Step 3: Plan CA Rotation and Trust Bundle Updates
Eventually, you may need to rotate the mesh CA or intermediate CAs. Safe CA rotation usually involves a period where proxies trust both the old and new CA certificates (a trust bundle), while new workload certificates are issued from the new CA. Only after all workloads have rotated should the old CA be removed from trust. The operational takeaway is: CA rotation is a staged process, not a single switch.
Common Pitfalls and How to Avoid Them
Using the Default ServiceAccount Everywhere
If multiple services share the same ServiceAccount, they share the same identity from the policy perspective. That makes it impossible to express least-privilege rules. Assign distinct ServiceAccounts per service (or per security boundary) and ensure Deployments reference them explicitly.

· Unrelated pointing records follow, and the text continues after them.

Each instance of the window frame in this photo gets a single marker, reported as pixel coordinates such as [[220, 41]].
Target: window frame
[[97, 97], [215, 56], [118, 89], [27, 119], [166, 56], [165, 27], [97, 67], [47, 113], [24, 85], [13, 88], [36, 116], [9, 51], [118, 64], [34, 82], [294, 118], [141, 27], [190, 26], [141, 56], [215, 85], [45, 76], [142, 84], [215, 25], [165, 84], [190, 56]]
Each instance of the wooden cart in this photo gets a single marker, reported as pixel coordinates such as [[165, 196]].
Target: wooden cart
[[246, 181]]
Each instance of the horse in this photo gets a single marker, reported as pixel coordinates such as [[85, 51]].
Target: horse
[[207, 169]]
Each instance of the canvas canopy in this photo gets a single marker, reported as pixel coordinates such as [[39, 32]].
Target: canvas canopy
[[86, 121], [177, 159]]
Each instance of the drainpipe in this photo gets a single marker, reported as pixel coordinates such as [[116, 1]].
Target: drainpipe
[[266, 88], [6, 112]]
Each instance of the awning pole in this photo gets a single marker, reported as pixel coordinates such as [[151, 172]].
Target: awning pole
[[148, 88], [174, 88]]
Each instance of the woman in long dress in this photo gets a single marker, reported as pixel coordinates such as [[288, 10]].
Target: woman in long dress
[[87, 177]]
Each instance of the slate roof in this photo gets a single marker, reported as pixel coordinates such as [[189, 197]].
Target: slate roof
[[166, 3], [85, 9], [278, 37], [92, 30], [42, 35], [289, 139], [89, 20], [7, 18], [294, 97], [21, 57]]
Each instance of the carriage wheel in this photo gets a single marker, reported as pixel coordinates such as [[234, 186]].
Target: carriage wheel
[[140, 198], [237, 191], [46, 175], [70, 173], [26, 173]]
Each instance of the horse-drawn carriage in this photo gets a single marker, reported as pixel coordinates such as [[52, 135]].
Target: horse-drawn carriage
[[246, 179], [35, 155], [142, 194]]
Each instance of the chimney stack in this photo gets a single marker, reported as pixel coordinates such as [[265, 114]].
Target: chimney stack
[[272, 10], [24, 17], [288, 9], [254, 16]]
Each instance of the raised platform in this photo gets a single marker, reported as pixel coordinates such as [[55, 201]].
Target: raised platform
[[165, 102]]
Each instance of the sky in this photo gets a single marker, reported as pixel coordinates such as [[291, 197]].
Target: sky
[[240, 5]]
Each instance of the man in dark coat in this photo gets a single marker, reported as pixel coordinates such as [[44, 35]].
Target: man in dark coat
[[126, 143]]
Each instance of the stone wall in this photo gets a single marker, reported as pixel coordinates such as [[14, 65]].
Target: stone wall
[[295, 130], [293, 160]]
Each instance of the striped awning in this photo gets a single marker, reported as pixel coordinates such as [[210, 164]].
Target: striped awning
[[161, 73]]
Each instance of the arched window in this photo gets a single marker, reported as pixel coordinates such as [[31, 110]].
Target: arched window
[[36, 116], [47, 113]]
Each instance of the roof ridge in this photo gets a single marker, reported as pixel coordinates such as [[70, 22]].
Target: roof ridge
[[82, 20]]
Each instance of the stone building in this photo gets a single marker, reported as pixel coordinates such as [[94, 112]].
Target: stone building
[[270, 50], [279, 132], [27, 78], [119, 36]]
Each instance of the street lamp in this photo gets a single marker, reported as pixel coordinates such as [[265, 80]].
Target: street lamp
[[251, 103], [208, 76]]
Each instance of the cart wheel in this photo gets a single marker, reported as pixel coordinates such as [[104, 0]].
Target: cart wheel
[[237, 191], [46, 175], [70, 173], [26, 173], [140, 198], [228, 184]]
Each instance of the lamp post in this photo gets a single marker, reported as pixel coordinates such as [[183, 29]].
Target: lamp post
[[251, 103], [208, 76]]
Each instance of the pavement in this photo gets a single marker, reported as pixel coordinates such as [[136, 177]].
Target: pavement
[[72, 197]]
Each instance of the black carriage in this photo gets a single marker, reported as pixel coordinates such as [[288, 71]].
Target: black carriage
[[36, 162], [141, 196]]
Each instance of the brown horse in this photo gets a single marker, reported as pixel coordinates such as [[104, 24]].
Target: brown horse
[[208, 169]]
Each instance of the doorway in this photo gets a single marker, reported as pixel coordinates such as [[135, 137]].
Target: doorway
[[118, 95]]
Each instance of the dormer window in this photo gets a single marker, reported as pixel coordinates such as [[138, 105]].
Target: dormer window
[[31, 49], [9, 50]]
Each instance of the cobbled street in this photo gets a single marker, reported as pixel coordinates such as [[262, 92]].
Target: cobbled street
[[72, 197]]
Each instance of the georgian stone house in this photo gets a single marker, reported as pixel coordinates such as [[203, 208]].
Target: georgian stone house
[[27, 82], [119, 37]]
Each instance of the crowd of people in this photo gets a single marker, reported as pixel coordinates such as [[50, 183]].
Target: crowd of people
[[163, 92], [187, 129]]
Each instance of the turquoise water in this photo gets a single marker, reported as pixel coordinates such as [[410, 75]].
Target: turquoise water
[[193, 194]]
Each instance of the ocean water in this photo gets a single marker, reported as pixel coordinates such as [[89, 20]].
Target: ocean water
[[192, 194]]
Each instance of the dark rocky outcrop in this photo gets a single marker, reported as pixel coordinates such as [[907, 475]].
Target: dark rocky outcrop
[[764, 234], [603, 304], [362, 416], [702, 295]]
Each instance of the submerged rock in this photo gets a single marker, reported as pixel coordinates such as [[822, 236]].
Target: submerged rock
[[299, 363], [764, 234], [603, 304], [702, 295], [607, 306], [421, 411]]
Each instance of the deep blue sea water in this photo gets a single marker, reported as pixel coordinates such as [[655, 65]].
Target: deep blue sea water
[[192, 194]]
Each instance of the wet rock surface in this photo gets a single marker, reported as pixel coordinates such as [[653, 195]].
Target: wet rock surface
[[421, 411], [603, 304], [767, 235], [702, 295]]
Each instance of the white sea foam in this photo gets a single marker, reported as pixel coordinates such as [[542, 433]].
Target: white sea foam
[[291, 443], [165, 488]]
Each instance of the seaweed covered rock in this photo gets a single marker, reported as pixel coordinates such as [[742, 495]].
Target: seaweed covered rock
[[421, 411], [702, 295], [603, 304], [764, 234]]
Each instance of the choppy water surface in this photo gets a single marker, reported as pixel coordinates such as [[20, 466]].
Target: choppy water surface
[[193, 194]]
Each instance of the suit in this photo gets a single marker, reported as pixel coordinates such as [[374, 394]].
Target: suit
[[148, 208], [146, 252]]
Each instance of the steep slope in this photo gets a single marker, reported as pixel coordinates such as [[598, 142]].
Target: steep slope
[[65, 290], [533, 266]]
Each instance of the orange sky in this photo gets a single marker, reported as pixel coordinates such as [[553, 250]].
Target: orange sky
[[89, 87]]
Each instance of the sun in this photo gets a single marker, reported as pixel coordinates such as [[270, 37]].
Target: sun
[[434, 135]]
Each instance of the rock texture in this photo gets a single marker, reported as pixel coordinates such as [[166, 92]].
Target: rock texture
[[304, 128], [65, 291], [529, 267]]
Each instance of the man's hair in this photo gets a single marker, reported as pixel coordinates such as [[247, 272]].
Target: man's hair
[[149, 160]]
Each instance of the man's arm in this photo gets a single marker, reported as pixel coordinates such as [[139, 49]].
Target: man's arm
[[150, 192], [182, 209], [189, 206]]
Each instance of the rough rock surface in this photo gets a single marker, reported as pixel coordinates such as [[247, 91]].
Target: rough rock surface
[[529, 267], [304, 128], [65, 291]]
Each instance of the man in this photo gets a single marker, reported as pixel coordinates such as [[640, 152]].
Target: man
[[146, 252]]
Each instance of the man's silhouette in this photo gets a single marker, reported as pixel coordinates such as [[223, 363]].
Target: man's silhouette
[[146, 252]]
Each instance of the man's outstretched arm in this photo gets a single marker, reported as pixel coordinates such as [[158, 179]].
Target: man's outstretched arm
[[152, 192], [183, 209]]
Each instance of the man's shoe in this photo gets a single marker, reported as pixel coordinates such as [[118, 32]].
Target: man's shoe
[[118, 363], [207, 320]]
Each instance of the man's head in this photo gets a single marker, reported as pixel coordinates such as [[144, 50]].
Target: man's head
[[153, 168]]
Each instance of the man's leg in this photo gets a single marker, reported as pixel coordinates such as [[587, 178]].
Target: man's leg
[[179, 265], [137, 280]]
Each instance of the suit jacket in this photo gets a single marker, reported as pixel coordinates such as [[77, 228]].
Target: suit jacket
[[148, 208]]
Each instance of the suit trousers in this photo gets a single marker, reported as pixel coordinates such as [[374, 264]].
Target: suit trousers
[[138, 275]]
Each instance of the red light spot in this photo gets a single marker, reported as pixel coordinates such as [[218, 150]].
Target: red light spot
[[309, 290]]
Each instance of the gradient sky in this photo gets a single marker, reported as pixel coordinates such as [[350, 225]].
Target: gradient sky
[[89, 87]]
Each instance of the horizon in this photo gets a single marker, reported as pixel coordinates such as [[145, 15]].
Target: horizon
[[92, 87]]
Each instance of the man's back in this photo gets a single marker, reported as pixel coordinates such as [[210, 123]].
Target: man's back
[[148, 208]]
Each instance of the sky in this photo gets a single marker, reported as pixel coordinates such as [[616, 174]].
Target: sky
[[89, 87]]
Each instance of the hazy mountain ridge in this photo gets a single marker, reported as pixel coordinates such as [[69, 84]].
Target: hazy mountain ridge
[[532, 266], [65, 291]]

Permissive mTLS Left in Place
Permissive mode is useful for migration, but it can allow plaintext traffic to persist unnoticed. Treat permissive as a temporary state with an explicit deadline. Use observability to find remaining plaintext callers, onboard them, and then switch to strict.
Confusing Service Names with Identities
Kubernetes Services provide stable DNS names, but they are not identities. Identity is tied to the workload’s certificate and typically maps to ServiceAccount. Policies should reference authenticated principals, not service DNS names, when the goal is “only this workload may call.”
Mixing End-User Identity with Service Identity
mTLS authenticates workloads, not end users. If you need end-user authorization, you typically propagate user identity via JWTs or headers and enforce policies that combine workload identity (who is calling) with user claims (on whose behalf). Keep these layers separate: service-to-service trust should not depend solely on user tokens, and user authorization should not be inferred from service identity alone.
Design Patterns for Identity-Based Service Security
Namespace as a Security Boundary
Namespaces often align with teams, environments, or sensitivity levels. Enabling strict mTLS at the namespace level and applying baseline authorization policies provides a strong default posture. Then, add service-specific exceptions as needed. This approach reduces the chance that a newly deployed service is accidentally exposed to unexpected callers.
Allow Lists Over Deny Lists
Prefer explicit allow lists of known callers for sensitive services. Deny lists tend to grow and are easy to bypass when new services appear. With mTLS identities, allow lists remain readable: a small set of principals that are permitted to call specific endpoints.
Separate “Human Access” From “Service Access”
Operational access (for debugging) should not require weakening service-to-service policies. Instead, use controlled entry points such as a dedicated debug service account with narrowly scoped permissions, temporary policies with time limits, or separate tooling paths that do not broaden production service access by default.